Latest update February 4th, 2025 5:54 AM
Aug 02, 2018 Features / Columnists, Freddie Kissoon
If I ask the question, it is expected that readers would want to know my own thoughts. I will as early as these opening lines say yes, if what has been circulated about the appointment of Dr. Mark Bynoe is based on plain facts. Here is what has been publicized so far: 1– The President chose Dr. Bynoe himself to fill the position as Head of the Department of Energy (DoE). 2 – The position was not advertised and if it was, there wasn’t a pool from which Bynoe’s application was chosen. 3 – There was agreement during the tenure of Dr. Jan Mangal that the advertisement would have been done globally to attract applicants who have experience and qualifications in the energy sector; it doesn’t seem that was done. 4 – There is a five-minister team that is currently overlooking the energy sector until the DoE comes into existence and it is reported that they did not know about Bynoe’s appointment.
Finally, there appears to be both a lack of experience and relevant qualifications in the energy sector by Dr. Bynoe.
Those are the five dimensions to the Bynoe selection. If they are based on incontrovertible facts, then my answer is definite – Granger is behaving like Jagdeo. This is the direction Jagdeo as president led the government into. He unilaterally made decisions. Cabinet was not an equal partner in decision-making. Jagdeo exercised hegemony over his government after he won the 2011 general elections. The reality after 2015 was that the Jagdeo style of governance was over because there wasn’t a single-party government but a coalition cabinet. To any high school kid, a coalition means different parties ruling the country, and the head of government cannot do whatever he/she wants if what he/she does is anathema to the other members in the governing circles
This happened two weeks ago in Germany. A minister threatened to pull his party of out the government if Chancellor Merkel did not reshape her immigration policy. She agreed to. Since 2015, there have been adumbrations in political and academic quarters that the AFC is not an independent party in the coalition, but prefers to shape its existence in power as being part of a unified cabinet.
Political analyst, Dr. David Hinds puts it another way. He wrote that the AFC continues to accept ownership of many of the unpopular emanations of APNU’s leadership. One of the persistent remarks against the AFC is that the Prime Minister’s role, as second in constitutional power, seems to have been lost in the vast forest of the Ministry of the Presidency. If one accepts that the AFC does not project an independent narrative within the spheres of power, then the big guy in the coalition virtually administers the state as a single-party formation and not a partnership. That big guy is the PNC.

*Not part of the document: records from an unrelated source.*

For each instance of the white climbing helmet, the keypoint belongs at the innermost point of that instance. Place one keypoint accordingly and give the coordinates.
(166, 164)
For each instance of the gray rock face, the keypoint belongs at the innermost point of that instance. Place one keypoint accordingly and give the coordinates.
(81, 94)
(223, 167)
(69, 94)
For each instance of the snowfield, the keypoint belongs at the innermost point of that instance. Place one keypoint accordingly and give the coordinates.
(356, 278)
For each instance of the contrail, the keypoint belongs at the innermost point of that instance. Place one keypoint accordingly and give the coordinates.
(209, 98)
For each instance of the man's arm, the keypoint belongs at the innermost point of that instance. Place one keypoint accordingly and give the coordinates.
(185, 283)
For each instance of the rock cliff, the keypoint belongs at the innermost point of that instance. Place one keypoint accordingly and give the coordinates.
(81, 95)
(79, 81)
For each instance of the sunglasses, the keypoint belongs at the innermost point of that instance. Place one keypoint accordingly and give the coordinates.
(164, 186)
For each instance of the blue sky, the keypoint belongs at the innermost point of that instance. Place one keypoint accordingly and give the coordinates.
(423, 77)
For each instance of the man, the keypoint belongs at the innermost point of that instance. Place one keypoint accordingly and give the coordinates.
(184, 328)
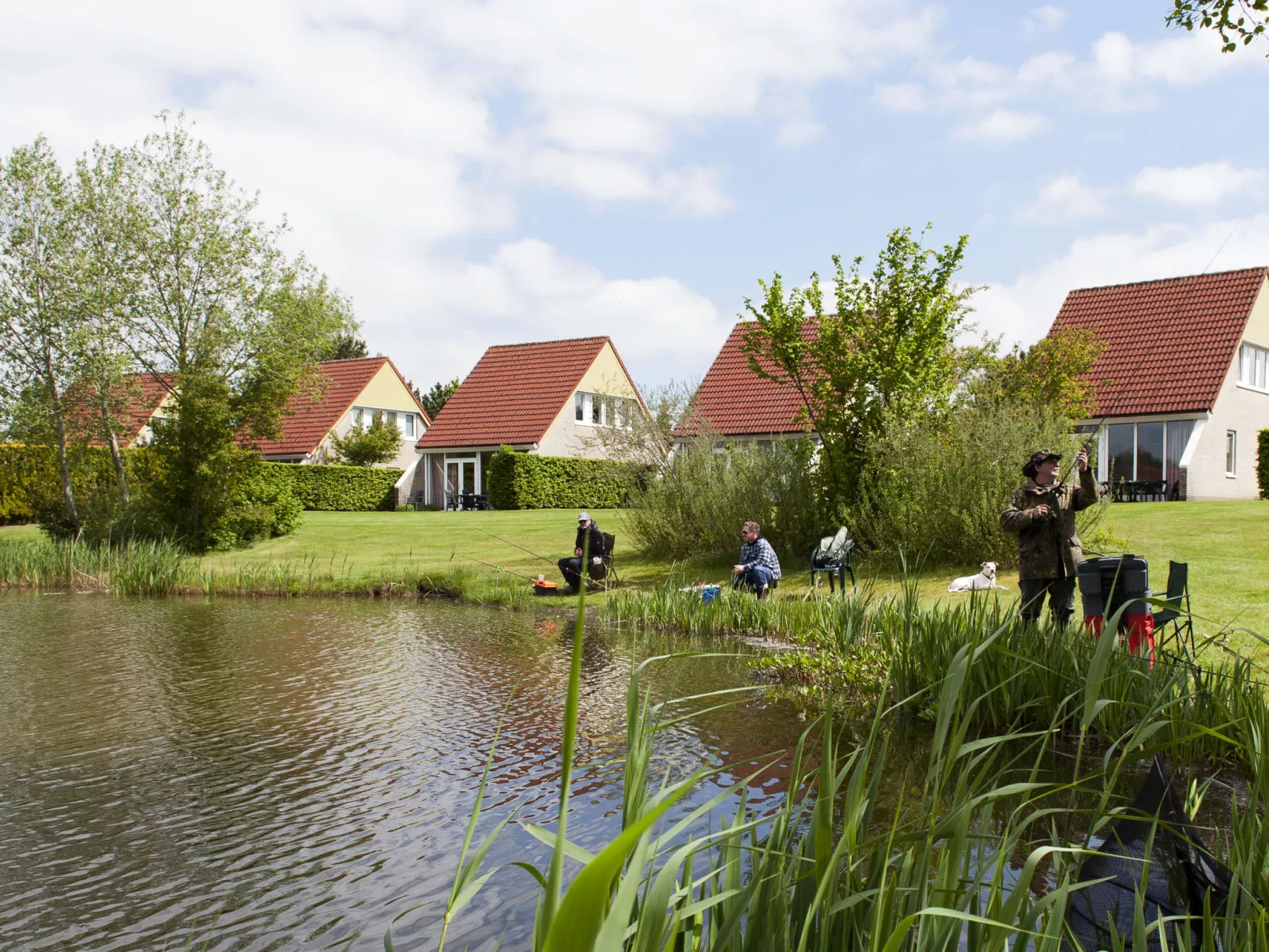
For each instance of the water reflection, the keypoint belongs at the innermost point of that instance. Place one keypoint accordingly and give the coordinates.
(264, 774)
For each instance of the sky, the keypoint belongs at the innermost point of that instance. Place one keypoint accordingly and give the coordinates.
(492, 171)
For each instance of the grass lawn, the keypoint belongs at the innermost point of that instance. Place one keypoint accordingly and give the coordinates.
(1225, 544)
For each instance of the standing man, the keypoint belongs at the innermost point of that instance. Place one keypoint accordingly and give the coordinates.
(571, 567)
(758, 566)
(1042, 513)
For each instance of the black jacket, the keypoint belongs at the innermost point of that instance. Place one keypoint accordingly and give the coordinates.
(597, 540)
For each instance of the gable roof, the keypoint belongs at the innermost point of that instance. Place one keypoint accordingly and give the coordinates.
(311, 416)
(1169, 343)
(513, 393)
(734, 401)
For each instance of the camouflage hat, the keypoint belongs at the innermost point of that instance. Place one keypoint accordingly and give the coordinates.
(1037, 458)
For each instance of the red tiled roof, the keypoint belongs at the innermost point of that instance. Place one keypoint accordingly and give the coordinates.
(1168, 343)
(310, 416)
(735, 401)
(513, 393)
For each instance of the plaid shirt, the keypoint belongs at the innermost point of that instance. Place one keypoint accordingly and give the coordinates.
(760, 552)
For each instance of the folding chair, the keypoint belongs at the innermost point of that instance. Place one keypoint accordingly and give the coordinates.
(833, 558)
(1179, 617)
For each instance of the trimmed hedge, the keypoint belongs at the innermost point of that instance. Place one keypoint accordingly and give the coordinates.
(331, 487)
(528, 481)
(1263, 464)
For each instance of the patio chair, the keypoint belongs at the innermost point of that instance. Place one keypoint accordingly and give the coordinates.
(1179, 617)
(833, 558)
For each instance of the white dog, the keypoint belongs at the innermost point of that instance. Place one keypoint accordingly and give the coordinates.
(986, 579)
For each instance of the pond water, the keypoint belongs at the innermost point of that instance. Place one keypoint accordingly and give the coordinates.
(270, 774)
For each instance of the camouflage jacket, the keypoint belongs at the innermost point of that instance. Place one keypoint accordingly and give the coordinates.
(1049, 548)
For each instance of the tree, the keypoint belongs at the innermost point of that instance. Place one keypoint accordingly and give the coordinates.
(219, 316)
(1237, 21)
(377, 443)
(345, 347)
(1052, 372)
(887, 353)
(435, 399)
(40, 322)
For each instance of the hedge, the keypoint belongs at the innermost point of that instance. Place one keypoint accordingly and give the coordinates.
(341, 489)
(1263, 464)
(31, 483)
(528, 481)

This brings us to David Granger’s style of leadership. It is my analysis of his 38-year-old tenure that Granger is not deeply driven by democratic instincts and has no intention at the present time (I cannot predict the future and what he will do if he retains the presidency in 2020) to transform Guyana in ways that move this entire nation away from the destructive morass it has been living in.
Even if that is a frightening task that carries monumental energy with it, my opinion is Granger is nowhere near those endeavours, and I would say his record so far does not indicate any movement in that direction. This is a sad thing to say in the context of a nation whose lonely eyes have been crying for a modern, democratic future for the past seventy years. It is even sadder to think that after the most exalted opportunity was thrown away by the PPP after the 1992 election, that moment was recaptured by the forces of liberation in May 2015, only to fail again.
In journalism there is a pathway that is travelled daily, and it is one that brings suspicion by members of the public, it is called the ‘confidential source’. If you pick up any leading newspaper in the world, you cannot miss the publication of a story that was told to the newspaper by a confidential source. Without exception, every day the New York Times and the Washington Post carry news item on the Trump presidency fuelled by information supplied by an insider who chose to be anonymous, or a reliable source.
I will conclude by saying a source that I consider 100 percent reliable told me the president wanted Hinds and Lewis to be dropped from the Chronicle. Scents of Jagdeoism permeate New Garden Street.